Providing the best IT security you can will help protect your own job security, even when it wasn't what your client or employer originally asked.
Whether you're an IT consultant or a network administrator, your livelihood depends on "job security". As the US and most of the rest of the modern world faces a financial downturn and a long, painful recovery, just about every IT worker will have to think about losing their salaried jobs or clients not only because of downsizing to save costs, but also because employers and clients may simply go out of business.
Sterling Camden's IT Consulting article, Effects of the recession on IT consultants, discusses some of the challenges facing consultants. As I pointed out in a comment, though, the single biggest factor in job security during a recession for consultants who maintain long-term relationships with their clients is the same as that for employees, because an employer is a special case of a client: the profitability and stability of the client or employer, and how much you help improve and protect that profitability and stability.
Considering the significant dangers and unpredictability of business losses due to security issues, though, special care should be given to protecting client resources against losses due to security breaches.
Many employees and consultants in the IT world have a very "jobsworth" attitude toward work — doing exactly what the client specifies, and no more or less than that. It is during times of greatest financial hardship that employees and consultants should be most ready and willing to step outside the precise definitions of their jobs and try to provide additional value. This may require suggesting improvements to security technology implementations and policies, or even significant changes, rather than simply doing what you were told to do.
So-called "industry standard practices" or "industry best practices" — usually little more than a euphemism for "what everyone else is doing" — can sometimes ensure that tried and tested security policies will be employed to best effect. It can also mean that managers uncritically dictate implementation of poor security practices, and those of us given the responsibility of implementing them don't look closely enough at the advisability of such practices, because it is easy to get lulled into a false sense of security by the popularity of the practice.

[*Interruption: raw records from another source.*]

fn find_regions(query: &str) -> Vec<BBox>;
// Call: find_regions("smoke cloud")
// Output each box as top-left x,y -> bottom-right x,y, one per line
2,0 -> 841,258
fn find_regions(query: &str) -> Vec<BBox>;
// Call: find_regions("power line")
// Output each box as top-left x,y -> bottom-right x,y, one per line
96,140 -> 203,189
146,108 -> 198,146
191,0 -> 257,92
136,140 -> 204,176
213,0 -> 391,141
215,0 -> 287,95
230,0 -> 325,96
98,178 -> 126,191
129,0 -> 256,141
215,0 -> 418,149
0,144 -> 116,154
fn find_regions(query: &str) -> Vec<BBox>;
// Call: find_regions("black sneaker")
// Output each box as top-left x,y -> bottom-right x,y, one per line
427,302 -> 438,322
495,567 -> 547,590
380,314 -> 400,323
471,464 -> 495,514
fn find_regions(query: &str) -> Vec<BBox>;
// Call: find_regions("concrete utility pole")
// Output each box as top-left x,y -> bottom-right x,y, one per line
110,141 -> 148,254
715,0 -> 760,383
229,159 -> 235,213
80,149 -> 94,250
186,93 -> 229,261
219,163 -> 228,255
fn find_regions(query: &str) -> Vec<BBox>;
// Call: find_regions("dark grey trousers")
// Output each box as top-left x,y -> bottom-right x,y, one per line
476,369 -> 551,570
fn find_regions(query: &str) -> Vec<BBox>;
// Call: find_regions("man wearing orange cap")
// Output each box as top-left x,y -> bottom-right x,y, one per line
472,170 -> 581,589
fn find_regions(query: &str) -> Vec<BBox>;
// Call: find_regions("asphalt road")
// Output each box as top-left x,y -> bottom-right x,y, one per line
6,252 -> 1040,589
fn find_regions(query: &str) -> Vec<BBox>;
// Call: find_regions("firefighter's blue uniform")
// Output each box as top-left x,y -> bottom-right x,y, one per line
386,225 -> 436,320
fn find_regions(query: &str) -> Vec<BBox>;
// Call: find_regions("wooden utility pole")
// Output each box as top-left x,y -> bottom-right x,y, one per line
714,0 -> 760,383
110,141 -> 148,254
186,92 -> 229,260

Every step of the way during policy planning and implementation, you should think carefully and critically about the consequences of your policy choices, and consider alternatives. If logic tells you something different from the conventional wisdom, find out why this conflict between your view and the popular view exists; it may make the difference between being a victim of the same attacks that hit others somewhere down the line and being one of the well-prepared who aren't hit in a widespread security exploit epidemic.
A recession may cause many of us to become more conservative in how we deal with clients, for fear of upsetting the Powers That Be and losing income when we are kicked off the premises for contradicting the official line. Under such circumstances, many are less likely to suggest a less popularly used and more secure open source technology, for instance — because nobody gets fired for buying Oracle. It really should be a wake-up call, though, where we realize that a security breach can sometimes cause enough damage to the client that it can no longer afford our services, or even to send the client to bankruptcy.
Now is the time to speak up when alternative policies may be more secure, and to do more for the client than you would normally. Your livelihood may depend on it.